While national leaders are typically cast as scapegoats, Glaude argued that criticism of President Barack Obama has differed drastically from that of his most recent predecessors, George W. Bush and Bill Clinton. Rather than focusing on his policies or leadership style, members of the Tea Party have consistently challenged his identity, questioning his nationality and religion.
“How is it that Rush Limbaugh can say anything he wants? How can Sarah Palin launch questions about Michelle Obama’s devotion to America and initiate racial implications?” Glaude asked.
Perry noted that the members of the Tea Party movement come from disproportionately white, male and Christian demographics. The fact that this group engages in explicit race-baiting language, especially concerning Obama, is proof that white social and economic anxieties have been racialized, she argued.
“White ‘Americanness’ might not be the kind of security blanket it once was in the world,” Perry said. While being white may have offered socioeconomic advantages in the past, this does not necessarily hold true in an age characterized by outsourcing, undocumented immigration, Islamic migrants and black presidents, she explained. Perry said that as the world becomes increasingly globalized, “investment in the white world is not as paramount to the global capitalist as it once was.”
Glaude cited similarities between the Tea Party and the white backlash to the civil rights movement of the 1960s. In both cases, racialized fears and anxieties were channeled into political strategies aimed at stalling progressive policy changes.
It is “a fiction that this is a real populist movement,” Perry said, arguing that powerful corporate interests control the movement.

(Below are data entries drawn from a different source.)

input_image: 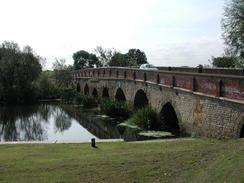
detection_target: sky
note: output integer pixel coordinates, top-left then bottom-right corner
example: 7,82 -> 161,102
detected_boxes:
0,0 -> 225,69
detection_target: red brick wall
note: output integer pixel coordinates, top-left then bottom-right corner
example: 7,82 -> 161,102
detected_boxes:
72,68 -> 244,101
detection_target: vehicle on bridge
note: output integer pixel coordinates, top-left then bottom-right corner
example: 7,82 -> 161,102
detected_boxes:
139,64 -> 158,70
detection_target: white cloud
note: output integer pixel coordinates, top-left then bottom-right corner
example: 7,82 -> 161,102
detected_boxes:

Glaude said that the Tea Party has directed attention away from the racial implications of the policies favored by the movement. When the Tea Party accuses the administration of racial favoritism in its policies, the government responds by backing away from progressive stances, and “we all move closer to the right,” Glaude said.
Glaude noted that African-Americans have replaced explicitly racial politics with arguments for policies based on economic class for well over a century. According to Glaude, Obama has followed suit by saying, “I have to be the president of all Americans.”
However, Glaude said that Obama’s focus on listening to all Americans has not encompassed all African-American interest groups. Glaude asserted that Obama feels more comfortable working with some members of his political base, such as gay-rights groups and labor organizations, than with groups advancing political causes for African-Americans, because of the stigma of racial favoritism he would then face.
As long as this notion of American is still wrapped up with the ideal of whiteness, however, “the color of colorblindness is still white,” Glaude said.